Çözüm ‘üretim’de

15 Temmuz’dan sonra tüm eksi göstergelere rağmen Türkiye ekonomisi hep yukarı doğru ivme yakalıyor. Sorunların kökten çözümü için yapısal reformlara dikkat çeken Öcal, “Üretim ağırlıklı bir ekonomik modele bir an önce dönmeliyiz” dedi.
Çözüm ‘üretim’de

Necmettin Erbakan Üniversitesi (NEÜ) İktisat Politikası Anabilim Dalı Öğretim Üyesi Doç. Dr. Fatih Mehmet Öcal, ekonomik gelişmelerle ilgili Yeni Haber’e özel açıklamalarda bulundu.  Çok bilinmeyenli belirsizliğin ekonomik ve siyasi alanı küresel boyutta kaplamış durumda olduğunu ifade eden Öcal,  İç piyasada Merkez Bankası’nın faizleri düşürmüş olmasının doların yükselmesini yavaşlatsa bile bu riskler devam ettiği için doların ani inip çıkmasına hazırlıklı olunması gerektiğini söyledi.

fatih-mehmet-ocal-001.jpg

İÇ VE DIŞ SİYASİ RİSKLER DEVAM EDİYOR

Hem iç hem de dış siyasi risklerin devam ettiğini vurgulayan Öcal, “Başkanlık ve Anayasa tartışmalarının iyiden iyiye gündemimize oturması, 2017’de de erken seçimin dillendiriliyor olması bunlar siyasi risklerin iç tarafı olarak görülüyor. ABD’de olan başkanlık yarışı her ne kadar galibi belli olsa da az da olsa risk taşıyor. Bundan sonra FED’in alacağı faiz artırma kararı bekleniyor. Bunun özellikle gelişmekte olan ülkelerin dış cari açığının içinde olduğu için bunlara ulaşma maliyetini artıracağından dolayı bu ülkelerin yapısal reformlarını yapıp üretim ekonomisine geçmeleri gerekiyor” dedi.

ABD VE RUSYA TERÖRÜ CESARETLENDİRİYOR

Diğer bir dış siyasi riskin Suriye ve Musul savaş durumunun iyice kızışması olduğunu belirten Öcal, “Türkiye’nin bu savaşın içine çekilmeye çalışılması artı terörü önlemeye çalışan ABD, Rusya gibi ülkelerin terörü önlemekten ziyade terör cesaretlendirecek politika izliyor.
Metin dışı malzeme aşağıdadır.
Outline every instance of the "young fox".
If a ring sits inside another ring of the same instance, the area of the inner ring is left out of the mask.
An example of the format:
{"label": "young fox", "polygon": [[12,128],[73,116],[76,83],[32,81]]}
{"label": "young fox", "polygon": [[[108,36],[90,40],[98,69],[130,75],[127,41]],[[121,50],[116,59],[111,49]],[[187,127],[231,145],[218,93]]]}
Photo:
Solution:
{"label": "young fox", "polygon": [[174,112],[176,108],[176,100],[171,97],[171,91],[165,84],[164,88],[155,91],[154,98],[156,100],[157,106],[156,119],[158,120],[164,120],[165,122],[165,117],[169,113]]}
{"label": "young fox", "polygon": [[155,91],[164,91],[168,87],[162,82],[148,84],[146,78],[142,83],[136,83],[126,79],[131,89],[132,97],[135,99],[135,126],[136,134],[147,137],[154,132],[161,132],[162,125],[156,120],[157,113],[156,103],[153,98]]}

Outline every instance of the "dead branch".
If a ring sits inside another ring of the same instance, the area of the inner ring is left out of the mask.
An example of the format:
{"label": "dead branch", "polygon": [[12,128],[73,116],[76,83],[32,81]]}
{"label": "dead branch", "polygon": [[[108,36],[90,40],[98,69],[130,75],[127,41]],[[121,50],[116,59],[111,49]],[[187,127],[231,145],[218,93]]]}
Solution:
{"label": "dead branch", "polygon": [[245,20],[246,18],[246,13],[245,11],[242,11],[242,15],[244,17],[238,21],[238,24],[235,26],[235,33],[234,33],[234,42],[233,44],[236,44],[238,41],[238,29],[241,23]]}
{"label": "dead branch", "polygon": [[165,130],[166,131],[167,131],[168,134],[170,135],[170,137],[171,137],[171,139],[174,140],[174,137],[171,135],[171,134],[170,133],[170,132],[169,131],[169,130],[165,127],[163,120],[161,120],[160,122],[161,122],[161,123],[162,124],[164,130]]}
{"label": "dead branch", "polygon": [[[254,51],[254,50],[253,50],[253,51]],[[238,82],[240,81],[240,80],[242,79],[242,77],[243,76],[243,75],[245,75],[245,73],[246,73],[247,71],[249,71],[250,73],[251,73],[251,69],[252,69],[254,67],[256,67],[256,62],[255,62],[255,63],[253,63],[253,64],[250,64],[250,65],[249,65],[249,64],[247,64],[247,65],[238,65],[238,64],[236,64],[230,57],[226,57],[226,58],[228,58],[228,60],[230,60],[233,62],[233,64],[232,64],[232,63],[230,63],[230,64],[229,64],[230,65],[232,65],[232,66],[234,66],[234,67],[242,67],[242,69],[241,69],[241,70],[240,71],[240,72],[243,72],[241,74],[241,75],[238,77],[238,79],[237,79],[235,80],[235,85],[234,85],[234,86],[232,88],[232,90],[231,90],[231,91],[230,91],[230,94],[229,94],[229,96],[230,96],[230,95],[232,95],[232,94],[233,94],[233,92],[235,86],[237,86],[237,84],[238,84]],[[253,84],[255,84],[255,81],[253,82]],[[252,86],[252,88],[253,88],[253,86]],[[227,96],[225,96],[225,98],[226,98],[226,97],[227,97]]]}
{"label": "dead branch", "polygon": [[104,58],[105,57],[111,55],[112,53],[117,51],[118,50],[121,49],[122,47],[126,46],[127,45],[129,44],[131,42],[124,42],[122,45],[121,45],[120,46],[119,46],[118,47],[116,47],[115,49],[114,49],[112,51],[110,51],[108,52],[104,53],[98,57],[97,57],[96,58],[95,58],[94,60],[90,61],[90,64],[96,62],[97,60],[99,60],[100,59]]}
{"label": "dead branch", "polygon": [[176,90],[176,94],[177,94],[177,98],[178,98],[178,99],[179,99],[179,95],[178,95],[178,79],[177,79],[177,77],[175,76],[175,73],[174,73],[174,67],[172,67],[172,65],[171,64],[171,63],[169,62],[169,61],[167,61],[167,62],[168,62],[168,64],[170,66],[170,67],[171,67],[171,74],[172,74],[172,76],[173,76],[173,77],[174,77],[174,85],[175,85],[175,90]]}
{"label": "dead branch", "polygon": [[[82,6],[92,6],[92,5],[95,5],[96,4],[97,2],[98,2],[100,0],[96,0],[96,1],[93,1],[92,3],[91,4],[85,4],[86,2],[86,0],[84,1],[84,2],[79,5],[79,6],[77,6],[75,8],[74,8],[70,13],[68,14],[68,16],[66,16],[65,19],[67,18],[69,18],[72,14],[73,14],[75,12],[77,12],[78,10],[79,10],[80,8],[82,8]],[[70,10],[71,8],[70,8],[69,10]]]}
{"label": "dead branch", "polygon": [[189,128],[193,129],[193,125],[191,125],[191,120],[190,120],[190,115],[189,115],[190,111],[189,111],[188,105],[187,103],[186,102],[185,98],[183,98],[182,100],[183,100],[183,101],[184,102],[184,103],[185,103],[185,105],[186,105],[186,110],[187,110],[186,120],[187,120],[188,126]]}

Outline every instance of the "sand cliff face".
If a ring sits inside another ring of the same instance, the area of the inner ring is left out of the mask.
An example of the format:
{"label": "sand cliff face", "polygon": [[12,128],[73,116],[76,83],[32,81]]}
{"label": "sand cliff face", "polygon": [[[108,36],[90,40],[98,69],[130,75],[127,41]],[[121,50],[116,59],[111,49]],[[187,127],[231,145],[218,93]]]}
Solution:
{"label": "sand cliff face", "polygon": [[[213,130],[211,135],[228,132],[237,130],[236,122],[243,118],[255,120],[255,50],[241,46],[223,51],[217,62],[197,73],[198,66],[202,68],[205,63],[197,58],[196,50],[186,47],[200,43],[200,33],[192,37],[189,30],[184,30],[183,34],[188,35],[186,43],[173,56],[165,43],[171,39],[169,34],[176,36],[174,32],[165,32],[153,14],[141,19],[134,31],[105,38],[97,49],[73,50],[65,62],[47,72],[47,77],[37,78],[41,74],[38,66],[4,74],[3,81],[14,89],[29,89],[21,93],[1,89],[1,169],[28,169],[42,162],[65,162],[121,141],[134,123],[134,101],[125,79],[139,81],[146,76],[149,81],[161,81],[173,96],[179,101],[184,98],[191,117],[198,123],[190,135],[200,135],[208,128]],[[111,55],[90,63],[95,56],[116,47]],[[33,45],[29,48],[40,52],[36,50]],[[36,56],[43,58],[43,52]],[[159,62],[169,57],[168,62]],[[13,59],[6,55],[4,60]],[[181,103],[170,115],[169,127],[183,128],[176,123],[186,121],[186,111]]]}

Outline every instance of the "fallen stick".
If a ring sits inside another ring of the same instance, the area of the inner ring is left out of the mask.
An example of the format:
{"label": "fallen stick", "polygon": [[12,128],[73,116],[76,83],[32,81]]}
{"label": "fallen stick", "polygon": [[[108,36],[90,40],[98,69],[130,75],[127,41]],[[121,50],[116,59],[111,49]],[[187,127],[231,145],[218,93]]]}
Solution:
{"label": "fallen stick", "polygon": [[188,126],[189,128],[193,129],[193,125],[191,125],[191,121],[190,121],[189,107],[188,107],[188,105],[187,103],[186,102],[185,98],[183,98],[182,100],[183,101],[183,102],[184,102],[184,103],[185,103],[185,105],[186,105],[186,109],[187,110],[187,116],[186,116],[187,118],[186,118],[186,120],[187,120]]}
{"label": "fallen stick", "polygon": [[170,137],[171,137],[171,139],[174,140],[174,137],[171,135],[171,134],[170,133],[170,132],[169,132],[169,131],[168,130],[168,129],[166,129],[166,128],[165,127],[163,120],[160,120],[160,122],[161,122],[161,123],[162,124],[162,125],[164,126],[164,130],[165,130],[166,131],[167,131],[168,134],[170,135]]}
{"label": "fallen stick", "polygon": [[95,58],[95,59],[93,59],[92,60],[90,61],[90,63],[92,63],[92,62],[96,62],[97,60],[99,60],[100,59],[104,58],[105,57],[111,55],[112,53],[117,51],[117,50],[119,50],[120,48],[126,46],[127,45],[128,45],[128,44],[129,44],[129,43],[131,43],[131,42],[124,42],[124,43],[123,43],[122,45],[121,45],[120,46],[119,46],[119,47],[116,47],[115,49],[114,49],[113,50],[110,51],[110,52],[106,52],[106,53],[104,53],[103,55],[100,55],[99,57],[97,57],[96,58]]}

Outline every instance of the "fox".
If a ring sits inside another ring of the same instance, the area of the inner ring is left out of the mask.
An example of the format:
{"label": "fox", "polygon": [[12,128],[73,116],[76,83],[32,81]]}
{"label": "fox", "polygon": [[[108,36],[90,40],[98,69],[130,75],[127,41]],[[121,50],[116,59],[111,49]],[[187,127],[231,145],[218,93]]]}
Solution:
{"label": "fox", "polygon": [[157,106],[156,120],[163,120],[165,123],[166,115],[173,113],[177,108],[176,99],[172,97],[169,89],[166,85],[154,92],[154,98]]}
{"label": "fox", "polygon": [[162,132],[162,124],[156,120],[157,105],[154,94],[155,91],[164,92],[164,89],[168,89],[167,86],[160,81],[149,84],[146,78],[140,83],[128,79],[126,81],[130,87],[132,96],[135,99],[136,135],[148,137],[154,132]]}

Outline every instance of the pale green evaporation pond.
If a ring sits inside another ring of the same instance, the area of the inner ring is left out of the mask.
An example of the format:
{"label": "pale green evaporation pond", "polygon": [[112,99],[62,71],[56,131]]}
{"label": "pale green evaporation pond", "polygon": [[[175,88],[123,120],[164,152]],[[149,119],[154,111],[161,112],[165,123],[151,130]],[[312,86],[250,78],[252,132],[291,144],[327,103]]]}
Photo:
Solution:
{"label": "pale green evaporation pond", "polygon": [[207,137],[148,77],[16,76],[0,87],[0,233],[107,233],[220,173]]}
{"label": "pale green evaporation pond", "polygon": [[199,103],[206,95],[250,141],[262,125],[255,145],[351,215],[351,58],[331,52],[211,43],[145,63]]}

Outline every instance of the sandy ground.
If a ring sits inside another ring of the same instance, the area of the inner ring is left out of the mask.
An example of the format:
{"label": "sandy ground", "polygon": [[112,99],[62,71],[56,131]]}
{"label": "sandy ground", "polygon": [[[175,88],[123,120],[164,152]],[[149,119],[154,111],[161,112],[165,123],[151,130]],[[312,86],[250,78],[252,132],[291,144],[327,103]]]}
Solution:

Bu durum da başlıca bizim bölgemiz olmak üzere Ortadoğu, Musul, Suriye, Irak hem de Türkiye’nin hem siyasi hem de ekonomik yapısını olumsuz şekilde etkileyecek. FED’in faiz artırımı ve ABD seçimleri de işin içerisine girince risk herkesi kaplamış durumda” diye konuştu.

uretim.jpg

DOLARIN ÇIKMASINA HAZIRLIKLI OLUNMALI

Siyasi ve ekonomik riskler birbirini tetiklediği için kısa vadede herkesin doların çıkmasına ekonomik ve siyasi risklerin çıkmasına hazırlıklı olması gerektiğinin altını çizen Öcal, “Türkiye sınır koridorunu korumak için savaş da dahil her türlü riske girebilir. Ekonomik alanda da sık sık açıklanan kredi faizlerinin azaltılması ve taksitlerin artırılması gibi reform paketlerinin ziyade ayakları sağlam yere basan sorunları objektif kriterlere göre ortaya koyan yapısal reformlar uygulamaya geçmelidir. Üretim ekonomisi ağırlıklı bir ekonomik modele dönmeliyiz. Tabi bu da uzun vadede beşeri sermayenin niteliğinin artırılmasından kısa vadede teknolojiye yatırım yapıp AR-GE harcamalarını artırarak üretim ekonomisine ağırlığını koymaktan geçer” ifadelerini kullandı.